ヨシが持つ2つの藍藻増殖抑制効果:Microcystis aeruginosaを用いた検証【A】
Two cyanobacterial growth inhibitory effects of reeds: Verification using Microcystis aeruginosa【A】

*飯田慧土(清風高等学校), 風間健宏(神戸大学), 奥田昇(神戸大学)
*Keito IIDA(Seifu High School), Takahiro KAZAMA(Kobe Univ.), Noboru OKUDA(Kobe Univ.)

清風高校生物部で管理しているニッポンバラタナゴの保護池では、ラン藻の大増殖(アオ
コ)が度々発生する。保護池ではヘドロ浚渫を行いアオコを防除しているが、減水によ
るタナゴへの負担が大きい。そこでアオコ防除対策としてヨシ(Phragmites australis)に着目した。ヨシはアレロケミカル(AC)によるアレロパシー効果とヨシ表面のバイオフィルム(BF)内の殺藻細菌によりラン藻増殖を抑制するとされるが、どちらも自然条件と極端に異なる実験条件下でしか報告されていない。
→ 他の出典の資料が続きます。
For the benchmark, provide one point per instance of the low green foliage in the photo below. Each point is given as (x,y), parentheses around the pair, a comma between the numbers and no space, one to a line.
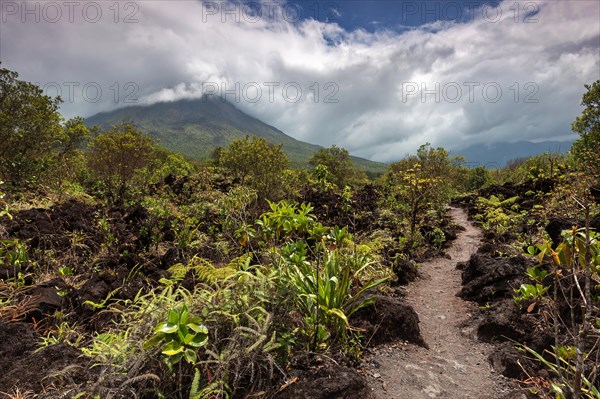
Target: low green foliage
(180,335)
本研究では自然に近い条件下でACと殺藻細菌がもつ藍藻の増殖抑制効果の大きさを明らかにすることを目的とし、ヨシとMicrocystis aeruginosa培養株を用いた培養実験を8、9月に計3回行った。まず溜池に自生するヨシを地下茎の節部分で切断し実験室に持ち帰った。ヨシを深さ50 cmの容器に純水5Lで数日飼育し、AC抽出液を作成した。次に新しく採取したヨシの茎 50 cmを滅菌ブラシでこすり、表面のBFを採取した。これをAC抽出条件と同じヨシ密度となるよう、純水 5 Lに懸濁した。M.aeruginosa培養株と培地90 mLを入れた滅菌フラスコに、純水 (対照区)、BF懸濁液、AC抽出液のいずれかをヨシの自生密度と同じ濃度になるよう添加した。繰り返しは3とし、27°C、光強度約100 μmol m⁻² s⁻¹の条件下でそれぞれ3~4日間培養した。培養実験の結果、M. aeruginosaの細胞サイズに差は無かったが、細胞増殖速度はBFで最大38%、ACで最大87%抑制された。つまり自然環境下においてもヨシのACや殺藻細菌は十分な増殖抑制効果を持ち、ACの効果が相対的に高いと結論づけられた。さらにACや殺藻細菌が光化学系IIの電子伝達に影響を与えているか調べるため、パルス変調蛍光光度計を用いM. aeruginosaの光化学系IIの最大量子収率(Fv/Fm)を測定した。しかし、増殖速度の低下時にFv/Fmの低下がほとんど見られなかったため、ACや殺藻細菌は電子伝達以外の代謝や生合成を阻害している可能性が示唆された。